Il existe des formes de résistance qui ne ressemblent jamais à de la peur. Elles ont le langage de la rigueur, la posture de l’intelligence et la tonalité du discernement. Pourtant, leur fonction est souvent la même : retarder le passage à l’action tout en préservant l’image d’une personne en mouvement.
Ce ne sont pas des blocages visibles. Ce sont des raffinements de l’immobilisme.
I. « Je dois encore me former »
C’est sans doute l’excuse la plus socialement valorisée. Elle donne une impression de sérieux, d’exigence, presque de maturité professionnelle. Pourtant, elle cache souvent une vérité plus inconfortable : la formation devient un espace infini où l’action n’a jamais à commencer.
On ne manque pas de savoir. On manque souvent d’exposition au réel.
Une entrepreneure en transition confiait récemment : « J’ai suivi tellement de formations que j’aurais pu déjà tester trois projets. Mais je continuais à croire qu’il me manquait encore une pièce du puzzle. »
Le paradoxe est subtil : plus on se forme sans agir, plus on renforce l’idée qu’on n’est pas prête.
II. « Je n’ai pas assez d’expérience »
Cette phrase semble humble. Elle est en réalité une projection vers un futur hypothétique où la légitimité tomberait naturellement, comme une récompense.
Mais l’expérience ne précède pas l’action. Elle en est le résultat.
Une coach en reconversion le formulait ainsi : « J’attendais de me sentir légitime avant de proposer mes offres. Aujourd’hui je réalise que c’est en les proposant que je suis devenue légitime. »
L’immobilisme se nourrit ici d’une confusion : croire que la confiance est une condition, alors qu’elle est une conséquence.

III. « Ce n’est pas encore le bon moment »
Cette phrase est douce. Elle protège. Elle évite la tension du choix. Mais elle repose sur une illusion : celle qu’un alignement parfait viendrait un jour suspendre les contraintes de la réalité.

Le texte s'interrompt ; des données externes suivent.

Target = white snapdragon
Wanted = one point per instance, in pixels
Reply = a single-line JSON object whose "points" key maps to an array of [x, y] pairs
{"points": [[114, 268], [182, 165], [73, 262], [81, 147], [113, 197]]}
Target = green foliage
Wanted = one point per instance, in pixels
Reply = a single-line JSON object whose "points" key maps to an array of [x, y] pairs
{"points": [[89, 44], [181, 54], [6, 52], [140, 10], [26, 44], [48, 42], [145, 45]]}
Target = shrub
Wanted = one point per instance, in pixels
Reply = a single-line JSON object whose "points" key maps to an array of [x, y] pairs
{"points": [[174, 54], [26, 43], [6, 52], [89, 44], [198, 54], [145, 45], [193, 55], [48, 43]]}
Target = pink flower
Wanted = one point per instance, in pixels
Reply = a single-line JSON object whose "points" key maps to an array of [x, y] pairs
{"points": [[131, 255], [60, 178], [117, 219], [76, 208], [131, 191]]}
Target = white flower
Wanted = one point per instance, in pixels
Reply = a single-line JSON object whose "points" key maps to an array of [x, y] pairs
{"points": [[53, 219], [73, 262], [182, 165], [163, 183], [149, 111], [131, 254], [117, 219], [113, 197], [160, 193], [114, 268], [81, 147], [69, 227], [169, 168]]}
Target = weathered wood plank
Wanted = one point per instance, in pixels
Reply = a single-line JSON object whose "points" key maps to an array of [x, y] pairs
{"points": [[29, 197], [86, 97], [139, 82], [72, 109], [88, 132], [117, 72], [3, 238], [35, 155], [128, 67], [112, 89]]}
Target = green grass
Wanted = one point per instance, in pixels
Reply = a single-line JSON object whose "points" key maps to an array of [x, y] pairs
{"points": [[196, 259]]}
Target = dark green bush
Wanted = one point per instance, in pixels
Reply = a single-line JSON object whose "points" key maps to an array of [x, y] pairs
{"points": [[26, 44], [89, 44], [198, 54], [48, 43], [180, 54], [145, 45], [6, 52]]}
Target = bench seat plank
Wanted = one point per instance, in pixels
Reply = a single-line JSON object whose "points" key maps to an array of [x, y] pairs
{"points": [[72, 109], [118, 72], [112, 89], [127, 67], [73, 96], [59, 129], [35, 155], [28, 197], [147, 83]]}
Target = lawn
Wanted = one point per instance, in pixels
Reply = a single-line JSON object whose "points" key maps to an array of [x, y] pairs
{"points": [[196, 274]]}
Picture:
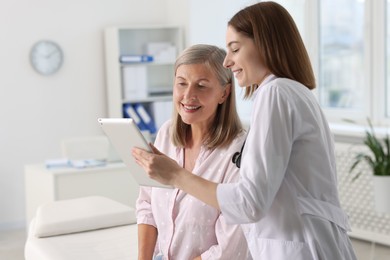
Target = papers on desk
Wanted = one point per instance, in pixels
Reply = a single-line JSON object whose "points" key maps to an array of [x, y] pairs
{"points": [[79, 164]]}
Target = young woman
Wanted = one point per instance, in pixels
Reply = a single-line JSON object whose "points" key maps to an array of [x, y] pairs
{"points": [[203, 135], [286, 199]]}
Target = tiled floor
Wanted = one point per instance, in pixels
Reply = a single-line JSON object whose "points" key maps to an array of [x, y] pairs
{"points": [[12, 244]]}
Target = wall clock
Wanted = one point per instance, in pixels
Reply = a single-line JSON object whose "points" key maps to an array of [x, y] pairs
{"points": [[46, 57]]}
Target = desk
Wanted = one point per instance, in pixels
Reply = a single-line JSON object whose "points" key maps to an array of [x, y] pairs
{"points": [[44, 185]]}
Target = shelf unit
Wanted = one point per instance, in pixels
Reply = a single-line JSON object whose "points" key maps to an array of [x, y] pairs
{"points": [[157, 76]]}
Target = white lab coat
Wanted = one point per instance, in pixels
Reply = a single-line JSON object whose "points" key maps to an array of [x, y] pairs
{"points": [[287, 199]]}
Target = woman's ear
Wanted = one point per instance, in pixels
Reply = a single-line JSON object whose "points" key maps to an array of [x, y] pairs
{"points": [[226, 93]]}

Le “bon moment” n’existe pas comme un événement extérieur. Il est souvent fabriqué après coup, par ceux qui ont agi malgré l’incertitude.
Une entrepreneure disait : « Le bon moment n’est jamais arrivé. J’ai fini par comprendre que c’était moi qui devais le créer. »
Attendre le moment idéal, c’est souvent confier son pouvoir au temps.
IV. « J’ai besoin d’un plan plus solide »
Ici, l’action est remplacée par la sophistication du plan. Tout doit être anticipé, sécurisé, optimisé. Mais derrière cette quête de structure parfaite se cache parfois une peur simple : celle de l’imprévu.
Le plan devient une forme de protection contre la confrontation au réel.
Une fondatrice de startup racontait : « J’ai passé six mois à peaufiner mon business plan. Rien n’a résisté au premier mois d’exécution. Mais sans ce lancement imparfait, je ne serais jamais sortie de ma tête. »
L’excès de préparation peut devenir une manière élégante de différer l’exposition.
Crédit : Sema Bedia Bağçalı
V. « Je veux être sûre que ce soit la bonne idée »
Cette excuse est redoutable car elle se présente comme une exigence stratégique. Pourtant, elle suppose qu’il existerait une forme de certitude préalable à toute création.
Or, la clarté naît rarement avant le mouvement. Elle émerge dans le mouvement.
Une entrepreneure l’exprimait simplement : « J’ai attendu d’être sûre. Puis j’ai compris que la certitude venait après les premiers essais, jamais avant. »
Là encore, l’immobilisme se camoufle en lucidité.
Ces excuses ne sont pas des erreurs de raisonnement. Elles sont des mécanismes de protection. Elles permettent de rester dans une zone confortable où l’identité reste intacte, où l’image de soi n’est pas exposée au risque du réel. Mais elles ont un coût invisible : elles déplacent sans cesse le point de départ de la vie que l’on souhaite vivre.
Et parfois, la seule différence entre celles qui avancent et celles qui attendent… C’est la décision d’agir avant de se sentir prête.